The bill (SB 1488), filed by Lakeland Sen. Kelli Stargel, would create a public-records exemption for information about home addresses, telephone numbers and dates of birth of state lawmakers, Cabinet members and their spouses and children.
The same exemption is currently extended to justices, judges, state attorneys, statewide prosecutors, and certain agency investigative personnel.
But the bill takes the exemption a step further by creating a new crime against those who publish the information. The bill would create a first-degree misdemeanor for any person “to knowingly and, with the intent to intimidate, hinder, or interrupt Cabinet officers or legislators in the performance of their duties, maliciously publish or disseminate the exempt information without express authorization of the officers or legislators”.
The legislation is similar to a bill (SB 832) Stargel proposed last Session, which was derided by free speech advocates who say it would erode the Sunshine Laws. That bill died in its second committee.

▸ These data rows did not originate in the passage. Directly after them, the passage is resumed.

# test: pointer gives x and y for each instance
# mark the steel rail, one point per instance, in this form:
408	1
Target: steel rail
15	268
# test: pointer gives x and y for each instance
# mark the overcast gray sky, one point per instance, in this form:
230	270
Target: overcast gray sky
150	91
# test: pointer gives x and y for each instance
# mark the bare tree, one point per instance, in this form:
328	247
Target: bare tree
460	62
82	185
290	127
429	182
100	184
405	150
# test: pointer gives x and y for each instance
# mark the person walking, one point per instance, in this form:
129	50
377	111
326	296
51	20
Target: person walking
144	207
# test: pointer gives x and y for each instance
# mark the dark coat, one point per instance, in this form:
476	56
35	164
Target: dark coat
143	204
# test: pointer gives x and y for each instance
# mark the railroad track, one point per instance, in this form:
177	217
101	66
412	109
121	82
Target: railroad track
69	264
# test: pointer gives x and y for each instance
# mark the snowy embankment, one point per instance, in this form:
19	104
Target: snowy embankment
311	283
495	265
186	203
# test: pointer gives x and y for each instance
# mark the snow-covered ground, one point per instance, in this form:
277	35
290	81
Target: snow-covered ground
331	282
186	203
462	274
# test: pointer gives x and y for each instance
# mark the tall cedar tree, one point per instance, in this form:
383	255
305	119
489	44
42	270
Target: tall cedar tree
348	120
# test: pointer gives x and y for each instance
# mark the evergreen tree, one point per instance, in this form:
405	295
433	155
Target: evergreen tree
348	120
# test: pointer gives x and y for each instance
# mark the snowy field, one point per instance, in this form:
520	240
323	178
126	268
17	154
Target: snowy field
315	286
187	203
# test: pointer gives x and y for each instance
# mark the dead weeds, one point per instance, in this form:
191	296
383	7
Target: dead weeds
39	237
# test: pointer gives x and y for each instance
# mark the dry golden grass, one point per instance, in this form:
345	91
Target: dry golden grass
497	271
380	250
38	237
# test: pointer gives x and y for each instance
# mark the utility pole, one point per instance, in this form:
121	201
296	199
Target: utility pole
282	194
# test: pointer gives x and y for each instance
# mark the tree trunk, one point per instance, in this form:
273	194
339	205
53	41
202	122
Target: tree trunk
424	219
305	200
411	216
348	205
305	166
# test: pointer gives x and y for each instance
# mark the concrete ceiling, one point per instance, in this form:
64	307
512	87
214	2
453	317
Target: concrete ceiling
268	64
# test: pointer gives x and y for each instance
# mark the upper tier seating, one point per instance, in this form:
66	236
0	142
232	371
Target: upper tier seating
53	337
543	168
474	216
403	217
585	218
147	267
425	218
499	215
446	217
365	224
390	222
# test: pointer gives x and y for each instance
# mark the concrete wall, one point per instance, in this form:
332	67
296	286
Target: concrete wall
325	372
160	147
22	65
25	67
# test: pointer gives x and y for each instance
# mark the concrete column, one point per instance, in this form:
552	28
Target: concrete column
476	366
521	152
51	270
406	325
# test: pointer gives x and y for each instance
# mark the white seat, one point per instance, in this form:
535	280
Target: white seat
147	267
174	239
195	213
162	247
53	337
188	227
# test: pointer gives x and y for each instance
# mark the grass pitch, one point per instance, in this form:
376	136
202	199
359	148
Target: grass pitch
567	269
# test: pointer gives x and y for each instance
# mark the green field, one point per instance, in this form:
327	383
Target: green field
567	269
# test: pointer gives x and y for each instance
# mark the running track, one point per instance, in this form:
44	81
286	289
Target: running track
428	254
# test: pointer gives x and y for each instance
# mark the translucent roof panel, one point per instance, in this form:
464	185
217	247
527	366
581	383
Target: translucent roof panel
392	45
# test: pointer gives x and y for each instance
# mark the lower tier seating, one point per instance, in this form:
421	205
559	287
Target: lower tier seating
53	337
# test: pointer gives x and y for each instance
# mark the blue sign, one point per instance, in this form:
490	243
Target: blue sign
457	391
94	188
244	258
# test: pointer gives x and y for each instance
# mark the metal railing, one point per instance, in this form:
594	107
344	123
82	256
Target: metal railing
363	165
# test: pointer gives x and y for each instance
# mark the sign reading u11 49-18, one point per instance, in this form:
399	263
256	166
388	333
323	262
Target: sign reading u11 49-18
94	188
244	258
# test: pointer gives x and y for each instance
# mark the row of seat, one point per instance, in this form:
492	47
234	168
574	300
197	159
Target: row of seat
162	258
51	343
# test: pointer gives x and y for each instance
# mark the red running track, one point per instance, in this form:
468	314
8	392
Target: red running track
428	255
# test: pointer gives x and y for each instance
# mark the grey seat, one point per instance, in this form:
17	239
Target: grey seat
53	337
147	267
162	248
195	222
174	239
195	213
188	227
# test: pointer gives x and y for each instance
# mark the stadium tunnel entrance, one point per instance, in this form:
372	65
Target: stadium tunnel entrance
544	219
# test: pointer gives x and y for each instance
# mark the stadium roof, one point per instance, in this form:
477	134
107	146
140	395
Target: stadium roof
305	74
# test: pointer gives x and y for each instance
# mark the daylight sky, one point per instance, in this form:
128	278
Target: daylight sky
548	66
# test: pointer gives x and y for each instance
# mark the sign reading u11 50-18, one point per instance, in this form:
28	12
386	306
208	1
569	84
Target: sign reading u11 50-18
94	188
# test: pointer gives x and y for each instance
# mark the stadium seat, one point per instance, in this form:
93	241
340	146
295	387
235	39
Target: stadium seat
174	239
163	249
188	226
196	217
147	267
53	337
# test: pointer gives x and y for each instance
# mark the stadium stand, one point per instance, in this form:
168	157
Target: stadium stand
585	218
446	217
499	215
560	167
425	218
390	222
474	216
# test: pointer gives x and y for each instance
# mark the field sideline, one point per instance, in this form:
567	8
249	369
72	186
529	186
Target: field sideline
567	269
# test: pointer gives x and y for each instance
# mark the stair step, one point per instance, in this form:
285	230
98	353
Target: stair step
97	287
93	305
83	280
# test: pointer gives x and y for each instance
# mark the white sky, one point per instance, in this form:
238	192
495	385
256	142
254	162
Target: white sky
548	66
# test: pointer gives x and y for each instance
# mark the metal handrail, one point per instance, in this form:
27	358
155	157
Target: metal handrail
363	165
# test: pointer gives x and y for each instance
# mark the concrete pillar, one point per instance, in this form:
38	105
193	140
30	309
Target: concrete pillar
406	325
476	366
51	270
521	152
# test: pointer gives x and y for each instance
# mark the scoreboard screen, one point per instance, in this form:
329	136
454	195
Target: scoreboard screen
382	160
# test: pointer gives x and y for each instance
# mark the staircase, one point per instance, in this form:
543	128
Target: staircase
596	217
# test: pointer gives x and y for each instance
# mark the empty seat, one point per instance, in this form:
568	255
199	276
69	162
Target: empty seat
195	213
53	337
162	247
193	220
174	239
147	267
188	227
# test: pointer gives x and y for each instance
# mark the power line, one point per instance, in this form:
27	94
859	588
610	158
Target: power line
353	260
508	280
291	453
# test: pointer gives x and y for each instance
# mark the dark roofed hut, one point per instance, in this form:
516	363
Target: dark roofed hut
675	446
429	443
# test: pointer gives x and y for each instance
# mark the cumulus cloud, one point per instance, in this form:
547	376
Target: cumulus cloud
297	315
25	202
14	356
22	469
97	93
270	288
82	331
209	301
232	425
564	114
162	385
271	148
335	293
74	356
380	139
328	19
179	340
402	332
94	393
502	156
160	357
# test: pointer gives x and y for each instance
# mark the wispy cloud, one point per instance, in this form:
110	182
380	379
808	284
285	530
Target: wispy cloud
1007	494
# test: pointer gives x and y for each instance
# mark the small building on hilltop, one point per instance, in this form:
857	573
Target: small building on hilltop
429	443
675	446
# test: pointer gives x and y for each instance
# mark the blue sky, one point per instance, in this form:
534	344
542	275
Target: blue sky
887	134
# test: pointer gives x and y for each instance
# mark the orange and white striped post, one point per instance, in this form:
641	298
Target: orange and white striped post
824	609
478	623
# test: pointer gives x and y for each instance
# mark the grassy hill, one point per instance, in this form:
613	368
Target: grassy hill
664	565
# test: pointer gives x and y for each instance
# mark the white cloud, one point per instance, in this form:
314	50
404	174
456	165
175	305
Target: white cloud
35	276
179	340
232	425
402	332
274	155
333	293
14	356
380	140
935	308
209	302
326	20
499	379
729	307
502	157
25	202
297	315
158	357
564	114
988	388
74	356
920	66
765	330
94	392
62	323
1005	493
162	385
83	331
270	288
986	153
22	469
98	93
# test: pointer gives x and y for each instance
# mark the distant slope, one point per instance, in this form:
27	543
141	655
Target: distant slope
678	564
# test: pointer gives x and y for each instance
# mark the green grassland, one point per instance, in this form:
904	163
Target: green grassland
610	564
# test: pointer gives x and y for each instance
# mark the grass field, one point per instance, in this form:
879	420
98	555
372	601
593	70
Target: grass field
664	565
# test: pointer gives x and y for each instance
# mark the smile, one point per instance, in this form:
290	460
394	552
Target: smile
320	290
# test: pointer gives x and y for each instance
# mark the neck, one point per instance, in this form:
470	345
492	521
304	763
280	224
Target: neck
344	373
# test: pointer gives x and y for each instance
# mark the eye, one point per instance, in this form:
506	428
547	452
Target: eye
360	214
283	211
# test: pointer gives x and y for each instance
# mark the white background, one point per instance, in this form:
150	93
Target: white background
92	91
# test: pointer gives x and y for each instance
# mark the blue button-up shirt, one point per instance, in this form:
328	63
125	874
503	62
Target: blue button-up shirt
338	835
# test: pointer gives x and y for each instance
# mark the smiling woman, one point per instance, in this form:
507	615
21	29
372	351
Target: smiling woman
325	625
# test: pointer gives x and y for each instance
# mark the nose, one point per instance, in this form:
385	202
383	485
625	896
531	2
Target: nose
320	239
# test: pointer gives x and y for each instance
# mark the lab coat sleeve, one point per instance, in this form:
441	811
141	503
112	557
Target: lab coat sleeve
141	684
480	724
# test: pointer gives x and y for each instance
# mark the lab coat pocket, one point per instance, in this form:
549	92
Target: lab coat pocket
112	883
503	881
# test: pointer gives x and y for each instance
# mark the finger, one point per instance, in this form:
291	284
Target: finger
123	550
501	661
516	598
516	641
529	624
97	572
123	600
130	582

But at Tuesday’s committee meeting, no detractors came forward.
Stargel said the exemption is needed “in order to protect these public servants from threats and harassment that may arise out of carrying out their official duties.”
The bill now moves on to its second of three committee stops. Next up is Governmental Oversight and Accountability, the same committee where Stargel’s 2020 bill stalled out.
Rep. Mike Beltran sponsors the House companion bill (HB 1207). That bill is awaiting a hearing in the Government Operations Subcommittee, its first of three committee assignments.